Abstract
Background:
Doxycycline has been advocated as useful adjuncts in periodontal therapy not only due to their antimicrobial actions, but also to their recently recognized anti-collagenolytic, anti-inflammatory, osteoclast inhibitory and fibroblast stimulating property. The purpose of the present cohort study was to evaluate the regenerative outcomes of bone graft with or without local doxycycline in non-contained infrabony periodontal defects.
Materials and Methods:
16 one or two wall infrabony defects, in 11 patients suffering from moderate to severe chronic periodontitis, aged 35-60 years, were randomly divided for bone graft, alone (control) and with doxycycline (test) for the study. At baseline, after 3 months and after 6 months of post-operative period, pocket probing depth (PPD), clinical attachment level (CAL), radiological bone fill (RBF) and alveolar height reduction were recorded. Analysis of variance and Newman-Keuls post-hoc test were used or statistical analysis.

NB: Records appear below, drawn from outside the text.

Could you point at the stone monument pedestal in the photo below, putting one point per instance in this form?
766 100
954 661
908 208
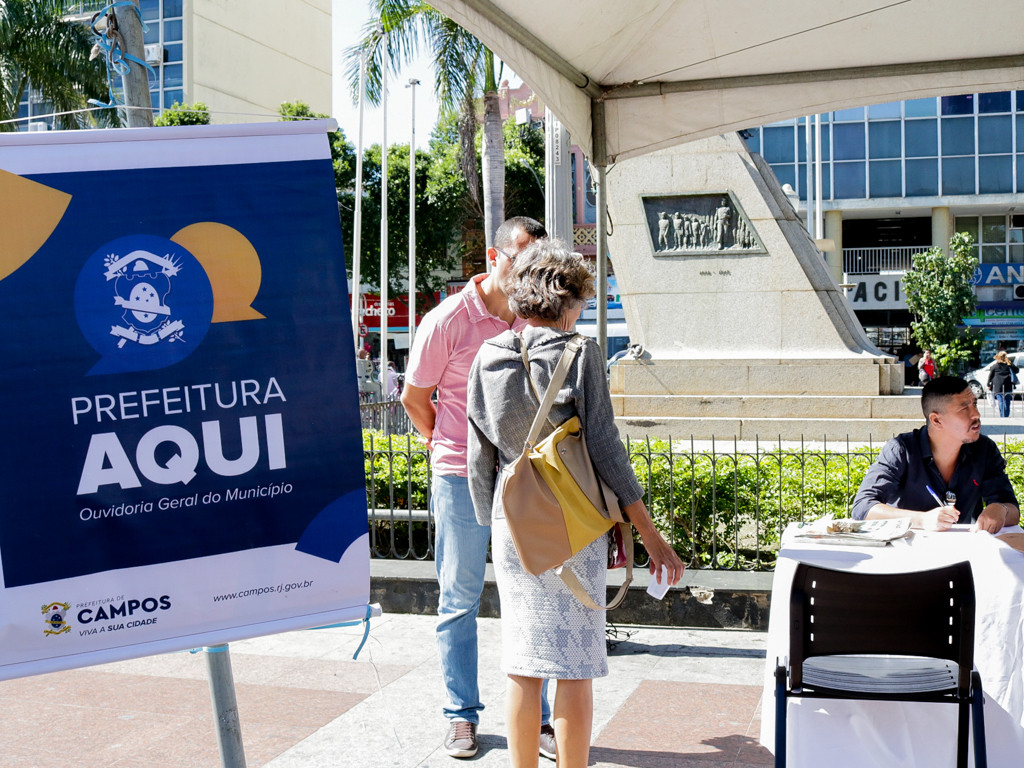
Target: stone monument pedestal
744 332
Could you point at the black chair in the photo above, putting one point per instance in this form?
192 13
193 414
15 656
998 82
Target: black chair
902 637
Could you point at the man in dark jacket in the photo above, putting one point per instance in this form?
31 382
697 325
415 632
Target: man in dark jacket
944 473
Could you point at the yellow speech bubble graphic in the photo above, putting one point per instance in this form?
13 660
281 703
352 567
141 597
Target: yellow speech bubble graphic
29 214
231 264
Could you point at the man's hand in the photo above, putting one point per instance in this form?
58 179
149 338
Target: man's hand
940 518
421 410
992 518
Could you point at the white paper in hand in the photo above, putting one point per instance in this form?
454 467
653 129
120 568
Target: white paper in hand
658 586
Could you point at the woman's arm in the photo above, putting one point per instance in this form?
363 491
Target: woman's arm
659 550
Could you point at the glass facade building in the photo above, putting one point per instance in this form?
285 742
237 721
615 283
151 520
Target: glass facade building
895 174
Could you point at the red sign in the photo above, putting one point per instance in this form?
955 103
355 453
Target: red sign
397 311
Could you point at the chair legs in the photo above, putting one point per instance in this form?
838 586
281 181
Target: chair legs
963 730
972 713
978 716
780 701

A two-tailed probability (P) value P < 0.05 was considered to be statistically significant.
Results:
For the control group PPD reduction 2.00 ± 0.18 mm, CAL gain 1.38 ± 0.17 mm, RBF 0.63 ± 0.27 mm (18.0%) was observed while in the test group PPD reduction 2.00 ± 0.38 mm, CAL gain 1.25 ± 0.31 mm, RBF 0.75 ± 0.31 mm (20.7%) was evaluated. While alveolar height reduction for the control group and test group was 13% and 12.5% respectively.
Conclusion:
The study confirmed no added benefits of local doxycycline, as compared with bone graft alone, for regeneration of non-contained human periodontal infrabony defects.
Keywords: Decalcified freeze dried bone allograft, doxycycline, infrabony defects and periodontal regeneration
INTRODUCTION
Treatment of infrabony defects with different grafting materials has provided a reliable method of achieving defect fill. Recent studies indicate, however that regrowth of osseous tissue alone does not necessarily lead to periodontal regeneration.[1,2] In fact, the most common healing pattern following the graft procedure is by long junctional epithelium.[1,2] New attachment and regeneration of the periodontium may be facilitated when the healing area is selectively repopulated with the periodontal ligament cells and methods of obtaining selective cell repopulation is by use of an occlusive membrane and by chemical means.[3,4]
Tetracyclines constitute a family of antibiotic that have been found to be effective against the putative periodontopathogens and has been shown to initiate demineralization on the bone surface layer, which results in the release of osteogenic factors such as the transforming growth factor, insulin-like growth factor or the bone morphogenic proteins that trigger bone induction.[5] Doxycycline, a member of the tetracycline family, has the capability of conditioning dentine and also enables fibrin linkage, both of which favor the formation of a new attachment.[6,7] Doxycycline potentiates osseous regeneration in periodontal defects when locally administered due to its anti-collagenolytic and antiproteolytic properties, which enhances the bone forming ability through osteoblast cell chemotaxis and reduced bone resorption.[8] Tetracycline, in combination with bone grafting procedure, has been successfully used for regeneration of periodontal infrabony defects.[9,10]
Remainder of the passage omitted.